La première zone située dans le périmètre industriel dont les travaux de viabilisation (opération centralisée) s’éternisent, car ils avaient commencé il y a plus de vingt ans et ne sont pas à ce jour achevés. La deuxième zone, dite d’«activités économiques», créée il y a quatre ans, longeant la nouvelle rocade, elle est toujours en cours de viabilisation. D’autres projets et non des moindres, frappés de plein fouet par la crise financière, connaissent le même sort, à l’instar de celui du tramway dont l’étude a pourtant été achevée et qui se trouve à l’état d’abandon car jugé non prioritaire.

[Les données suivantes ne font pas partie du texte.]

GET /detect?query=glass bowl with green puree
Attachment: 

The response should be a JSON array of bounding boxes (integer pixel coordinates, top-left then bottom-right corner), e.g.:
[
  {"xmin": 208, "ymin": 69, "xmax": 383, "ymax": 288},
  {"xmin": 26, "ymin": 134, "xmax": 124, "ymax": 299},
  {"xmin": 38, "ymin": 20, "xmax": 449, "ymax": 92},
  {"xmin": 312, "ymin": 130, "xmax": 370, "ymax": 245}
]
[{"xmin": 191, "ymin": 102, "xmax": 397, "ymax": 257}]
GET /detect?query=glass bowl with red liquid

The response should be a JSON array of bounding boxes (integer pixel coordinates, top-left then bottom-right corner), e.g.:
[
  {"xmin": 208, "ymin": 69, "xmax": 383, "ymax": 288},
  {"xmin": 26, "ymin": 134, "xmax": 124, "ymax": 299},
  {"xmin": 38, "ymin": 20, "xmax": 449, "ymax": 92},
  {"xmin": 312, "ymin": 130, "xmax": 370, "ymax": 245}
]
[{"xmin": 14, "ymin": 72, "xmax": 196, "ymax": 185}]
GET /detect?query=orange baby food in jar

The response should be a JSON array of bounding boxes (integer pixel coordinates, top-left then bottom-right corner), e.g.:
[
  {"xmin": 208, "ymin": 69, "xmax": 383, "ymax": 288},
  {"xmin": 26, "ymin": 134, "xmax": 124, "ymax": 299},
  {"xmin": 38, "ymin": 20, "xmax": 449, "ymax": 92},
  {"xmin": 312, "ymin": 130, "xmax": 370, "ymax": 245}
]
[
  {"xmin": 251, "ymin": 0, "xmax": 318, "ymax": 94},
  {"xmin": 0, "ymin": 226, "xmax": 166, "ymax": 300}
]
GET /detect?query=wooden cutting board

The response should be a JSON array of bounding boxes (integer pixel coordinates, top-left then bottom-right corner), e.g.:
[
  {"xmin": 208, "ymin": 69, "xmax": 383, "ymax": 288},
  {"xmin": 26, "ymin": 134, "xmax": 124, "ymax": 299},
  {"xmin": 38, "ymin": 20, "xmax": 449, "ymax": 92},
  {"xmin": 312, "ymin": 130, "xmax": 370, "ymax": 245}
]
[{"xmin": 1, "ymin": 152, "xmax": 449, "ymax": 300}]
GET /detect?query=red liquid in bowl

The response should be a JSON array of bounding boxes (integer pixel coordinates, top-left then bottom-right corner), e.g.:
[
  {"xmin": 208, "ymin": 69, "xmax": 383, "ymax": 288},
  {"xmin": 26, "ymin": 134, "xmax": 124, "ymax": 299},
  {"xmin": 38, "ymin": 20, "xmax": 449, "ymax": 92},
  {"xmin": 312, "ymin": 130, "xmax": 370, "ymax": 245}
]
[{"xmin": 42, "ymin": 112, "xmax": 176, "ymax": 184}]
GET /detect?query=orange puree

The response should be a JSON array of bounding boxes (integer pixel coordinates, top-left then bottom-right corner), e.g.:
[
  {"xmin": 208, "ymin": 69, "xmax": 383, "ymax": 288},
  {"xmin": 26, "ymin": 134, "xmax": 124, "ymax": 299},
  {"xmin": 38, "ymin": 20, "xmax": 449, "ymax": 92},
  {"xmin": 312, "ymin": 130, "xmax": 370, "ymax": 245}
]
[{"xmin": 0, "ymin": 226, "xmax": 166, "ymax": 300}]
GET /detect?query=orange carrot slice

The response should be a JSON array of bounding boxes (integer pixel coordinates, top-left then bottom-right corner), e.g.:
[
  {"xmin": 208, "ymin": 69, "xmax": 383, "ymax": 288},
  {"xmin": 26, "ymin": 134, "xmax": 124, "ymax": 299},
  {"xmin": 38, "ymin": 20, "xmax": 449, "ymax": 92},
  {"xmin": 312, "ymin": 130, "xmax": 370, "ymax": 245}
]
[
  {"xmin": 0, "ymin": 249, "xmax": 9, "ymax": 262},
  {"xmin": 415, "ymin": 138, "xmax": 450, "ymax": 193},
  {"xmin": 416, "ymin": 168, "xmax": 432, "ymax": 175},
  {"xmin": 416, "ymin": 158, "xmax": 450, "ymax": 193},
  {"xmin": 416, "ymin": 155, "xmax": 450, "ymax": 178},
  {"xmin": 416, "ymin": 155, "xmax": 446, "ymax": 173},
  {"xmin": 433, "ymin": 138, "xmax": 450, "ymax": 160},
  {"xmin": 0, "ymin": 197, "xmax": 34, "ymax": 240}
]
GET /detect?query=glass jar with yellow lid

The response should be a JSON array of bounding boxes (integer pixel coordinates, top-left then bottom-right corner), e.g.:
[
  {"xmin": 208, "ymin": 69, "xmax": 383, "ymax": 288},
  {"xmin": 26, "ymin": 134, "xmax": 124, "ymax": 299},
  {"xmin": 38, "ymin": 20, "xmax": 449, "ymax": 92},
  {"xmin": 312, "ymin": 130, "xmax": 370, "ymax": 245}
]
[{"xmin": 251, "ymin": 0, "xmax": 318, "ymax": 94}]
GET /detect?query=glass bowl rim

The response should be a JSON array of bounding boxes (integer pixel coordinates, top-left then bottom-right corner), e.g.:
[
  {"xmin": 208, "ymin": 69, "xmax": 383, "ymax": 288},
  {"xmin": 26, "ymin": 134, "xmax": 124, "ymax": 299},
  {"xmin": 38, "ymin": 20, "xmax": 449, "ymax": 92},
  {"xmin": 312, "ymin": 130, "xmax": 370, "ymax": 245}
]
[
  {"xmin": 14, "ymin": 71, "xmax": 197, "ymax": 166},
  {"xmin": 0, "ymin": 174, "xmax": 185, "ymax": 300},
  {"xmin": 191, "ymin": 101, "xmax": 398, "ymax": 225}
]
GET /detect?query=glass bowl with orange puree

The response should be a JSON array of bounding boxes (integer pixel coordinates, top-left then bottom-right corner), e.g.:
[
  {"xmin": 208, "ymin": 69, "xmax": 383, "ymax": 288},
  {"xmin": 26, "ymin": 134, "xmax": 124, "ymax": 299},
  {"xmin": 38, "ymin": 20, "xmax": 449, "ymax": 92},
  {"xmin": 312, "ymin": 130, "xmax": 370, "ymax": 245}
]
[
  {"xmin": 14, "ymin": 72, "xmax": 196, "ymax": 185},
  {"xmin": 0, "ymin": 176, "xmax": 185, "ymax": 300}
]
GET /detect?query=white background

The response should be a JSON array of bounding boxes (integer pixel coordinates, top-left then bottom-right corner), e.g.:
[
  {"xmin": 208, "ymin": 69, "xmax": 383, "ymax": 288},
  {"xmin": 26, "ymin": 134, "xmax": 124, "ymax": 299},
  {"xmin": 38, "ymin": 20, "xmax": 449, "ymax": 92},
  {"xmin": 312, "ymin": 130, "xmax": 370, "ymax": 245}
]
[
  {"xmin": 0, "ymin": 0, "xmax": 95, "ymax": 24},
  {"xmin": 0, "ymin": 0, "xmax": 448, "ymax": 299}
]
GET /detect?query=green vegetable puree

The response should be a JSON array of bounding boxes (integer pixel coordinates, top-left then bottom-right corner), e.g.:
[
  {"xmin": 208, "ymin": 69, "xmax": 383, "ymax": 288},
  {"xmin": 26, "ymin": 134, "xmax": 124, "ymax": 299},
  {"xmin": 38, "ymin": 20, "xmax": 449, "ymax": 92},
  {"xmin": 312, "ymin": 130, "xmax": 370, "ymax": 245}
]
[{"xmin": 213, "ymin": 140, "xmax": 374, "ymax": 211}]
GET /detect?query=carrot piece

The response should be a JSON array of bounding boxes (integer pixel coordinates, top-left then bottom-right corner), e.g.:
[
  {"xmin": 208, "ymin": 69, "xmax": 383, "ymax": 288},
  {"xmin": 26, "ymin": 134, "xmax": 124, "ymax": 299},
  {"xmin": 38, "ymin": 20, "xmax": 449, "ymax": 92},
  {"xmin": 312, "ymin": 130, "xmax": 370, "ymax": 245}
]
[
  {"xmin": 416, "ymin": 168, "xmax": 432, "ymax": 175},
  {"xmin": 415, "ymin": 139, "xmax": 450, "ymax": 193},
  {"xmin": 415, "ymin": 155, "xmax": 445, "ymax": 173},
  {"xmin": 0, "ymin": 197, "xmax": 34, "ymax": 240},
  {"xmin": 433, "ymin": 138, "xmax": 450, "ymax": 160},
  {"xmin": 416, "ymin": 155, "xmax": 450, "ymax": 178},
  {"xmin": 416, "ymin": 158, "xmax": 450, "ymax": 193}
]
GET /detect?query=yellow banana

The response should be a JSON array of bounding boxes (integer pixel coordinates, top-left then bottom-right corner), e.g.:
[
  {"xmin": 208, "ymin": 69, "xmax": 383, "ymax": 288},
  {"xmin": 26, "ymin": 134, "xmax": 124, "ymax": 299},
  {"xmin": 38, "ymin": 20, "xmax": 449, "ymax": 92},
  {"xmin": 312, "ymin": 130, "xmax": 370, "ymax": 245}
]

On peut citer aussi le centre hospitalo-universitaire (CHU), dont la création décidée il y a quatre années et évaluée à 500 millions de dinars, ne verra le jour qu’avec l’embellie financière du pays, estiment les hauts responsables. Le projet de la station d’épuration des eaux usées, inscrit il y a presque une décennie, figure également parmi le lot des projets abandonnés ou à l’arrêt et dont la concrétisation est renvoyée à une date ultérieure pour des raisons financières jugées coûteuses. Le centre anticancer, d’une capacité d’accueil de 140 lits, dont la réception officielle prévue au cours du premier semestre 2018, risque aussi, selon nos informations, d’être retardée à cause de lourdes créances impayées détenues par des entreprises intervenant dans sa réalisation.

Le réaménagement de l’oued de Béchar est lui aussi à la traîne. L’étude technique de cet oued de 13 km, qui a pourtant fait l’objet de deux visites d’experts ministériels en l’espace de moins d’une année, a été réalisée par le même bureau d’études qui a pris en charge le projet d’oued El Harrach.

Enfin, le projet qui a englouti de faramineuses dépenses dans la wilaya depuis quatre décennies mais sans résultat concret, demeure incontestablement le projet de la plaine agricole d’Abadla (90 km au sud de Béchar). Cette plaine de 5400 ha mise en valeur dans les années 1970 par une compagnie américaine alimentée en partie par les eaux du barrage de Djorf Ettorba, se trouve toujours dans un état déplorable.

Les spécialistes des questions agricoles estiment de leur côté que si les inextricables problèmes posés depuis quatre décennies venaient à être aplanis et qui sont liés principalement à la réfection des canaux d’irrigation, au partage contesté des parcelles agricoles, à la salinité des sols, à la disponibilité de  main-d’œuvre agricole, la région pourrait connaître une autosuffisance régionale en produits maraîchers et céréaliers introduisant un nouvel essor qui changera la physionomie de la région.